Determinants of progression of coronary artery calcification in type 2 diabetes

Objectives This study prospectively evaluated the relationship between cardiovascular risk factors, selected biomarkers (high-sensitivity C-reactive protein [hs-CRP], interleukin [IL]-6, and osteoprotegerin [OPG]), and the progression of coronary artery calcification (CAC) in type 2 diabetic subjects. Background Coronary artery calcification is pathognomonic of coronary atherosclerosis. Osteoprotegerin is a signaling molecule involved in bone remodeling that has been implicated in the regulation of vascular calcification and atherogenesis. Methods Three hundred ninety-eight type 2 diabetic subjects without prior coronary disease or symptoms (age 52 +/- 8 years, 61% male, glycated hemoglobin [HbA(1)c] 8 +/- 1.5) were evaluated serially by CAC imaging (mean follow-up 2.5 +/- 0.4 years). Progression/regression of CAC was defined as a change :2.5 between the square root transformed values of baseline and follow-up volumetric CAC scores.
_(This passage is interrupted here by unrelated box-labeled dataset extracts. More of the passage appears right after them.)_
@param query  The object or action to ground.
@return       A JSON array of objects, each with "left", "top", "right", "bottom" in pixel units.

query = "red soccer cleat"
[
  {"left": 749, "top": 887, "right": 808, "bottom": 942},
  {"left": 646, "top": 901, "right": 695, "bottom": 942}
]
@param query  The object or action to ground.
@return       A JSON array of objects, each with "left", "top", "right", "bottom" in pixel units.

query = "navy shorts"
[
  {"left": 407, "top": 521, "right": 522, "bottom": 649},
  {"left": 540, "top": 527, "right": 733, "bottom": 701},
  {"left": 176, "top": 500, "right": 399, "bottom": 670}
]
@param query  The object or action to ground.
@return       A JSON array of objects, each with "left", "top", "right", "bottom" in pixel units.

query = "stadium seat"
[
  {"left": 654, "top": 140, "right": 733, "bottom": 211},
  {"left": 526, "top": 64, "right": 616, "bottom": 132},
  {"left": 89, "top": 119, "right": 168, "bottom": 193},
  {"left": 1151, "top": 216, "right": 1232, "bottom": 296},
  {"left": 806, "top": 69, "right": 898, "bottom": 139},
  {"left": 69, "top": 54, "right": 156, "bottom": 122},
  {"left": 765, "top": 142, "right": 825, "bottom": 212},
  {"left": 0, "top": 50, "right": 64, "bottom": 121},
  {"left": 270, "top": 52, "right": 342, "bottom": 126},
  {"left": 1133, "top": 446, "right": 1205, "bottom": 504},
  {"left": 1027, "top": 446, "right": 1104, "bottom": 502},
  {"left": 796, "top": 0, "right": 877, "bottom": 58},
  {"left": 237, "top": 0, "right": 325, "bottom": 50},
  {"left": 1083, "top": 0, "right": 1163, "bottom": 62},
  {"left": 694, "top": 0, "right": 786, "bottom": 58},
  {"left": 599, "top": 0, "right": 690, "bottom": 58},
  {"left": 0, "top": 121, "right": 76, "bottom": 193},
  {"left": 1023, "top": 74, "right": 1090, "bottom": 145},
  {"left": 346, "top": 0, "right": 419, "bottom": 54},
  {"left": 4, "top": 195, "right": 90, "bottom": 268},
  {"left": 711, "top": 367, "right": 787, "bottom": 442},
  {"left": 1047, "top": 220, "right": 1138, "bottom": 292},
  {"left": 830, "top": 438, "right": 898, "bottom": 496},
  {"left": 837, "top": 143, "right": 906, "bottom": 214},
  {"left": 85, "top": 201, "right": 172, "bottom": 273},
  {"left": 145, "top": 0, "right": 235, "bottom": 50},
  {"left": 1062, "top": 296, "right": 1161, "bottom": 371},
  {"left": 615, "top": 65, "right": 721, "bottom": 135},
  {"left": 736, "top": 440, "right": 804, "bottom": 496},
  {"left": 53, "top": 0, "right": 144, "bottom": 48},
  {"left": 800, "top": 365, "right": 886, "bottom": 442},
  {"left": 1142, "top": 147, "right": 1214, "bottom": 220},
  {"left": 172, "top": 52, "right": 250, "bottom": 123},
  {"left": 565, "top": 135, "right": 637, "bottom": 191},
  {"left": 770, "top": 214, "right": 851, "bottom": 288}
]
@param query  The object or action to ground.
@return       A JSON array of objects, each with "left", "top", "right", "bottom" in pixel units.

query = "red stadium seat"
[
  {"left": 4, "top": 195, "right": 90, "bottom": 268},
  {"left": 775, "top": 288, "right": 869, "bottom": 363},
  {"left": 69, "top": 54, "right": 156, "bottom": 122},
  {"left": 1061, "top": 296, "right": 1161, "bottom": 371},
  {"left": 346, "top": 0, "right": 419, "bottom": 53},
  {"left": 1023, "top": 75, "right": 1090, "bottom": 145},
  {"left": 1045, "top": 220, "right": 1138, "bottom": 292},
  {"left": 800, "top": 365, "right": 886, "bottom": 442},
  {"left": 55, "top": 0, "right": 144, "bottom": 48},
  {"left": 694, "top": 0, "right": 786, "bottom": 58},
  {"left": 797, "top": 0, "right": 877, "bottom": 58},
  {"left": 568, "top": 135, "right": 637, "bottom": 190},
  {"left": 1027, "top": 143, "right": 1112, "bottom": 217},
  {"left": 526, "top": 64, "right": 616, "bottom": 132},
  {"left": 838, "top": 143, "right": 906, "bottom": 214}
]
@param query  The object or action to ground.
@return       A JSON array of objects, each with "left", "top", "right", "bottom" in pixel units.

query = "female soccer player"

Demographic data, risk factors, glycemic control, medication use, serum hs-CRP, IL-6, and plasma OPG levels were measured at baseline and follow-up. Results Two hundred eleven patients (53%) had CAC at baseline. One hundred eighteen patients (29.6%) had CAC progression, whereas 3 patients (0.8%) had regression. Age, male gender, hypertension, baseline CAC, HbA(1)c > 7, waist-hip ratio, IL-6, OPG, use of beta-blockers, calcium channel antagonists, anglotensin-converting enzyme (ACE) inhibitors, statins, and Framingham/UKPDS (United Kingdom Prospective Diabetes Study) risk scores were univariable predictors of CAC progression. In the multivariate model, baseline CAC (odds ratio [OR) for CAC > 400 = 6.38, 95% confidence interval (CI] 2.63 to 15.5, p < 0.001), HbAc > 7 (OR 1.95, Cl 1.08 to 3.52, p 0.03), and statin use (OR 2.27, Cl 1.38 to 3.73, p = 0.001) were independent predictors of CAC progression. Conclusions Baseline CAC severity and suboptimal glycemic control are strong risk factors for CAC progression in type 2 diabetic subjects.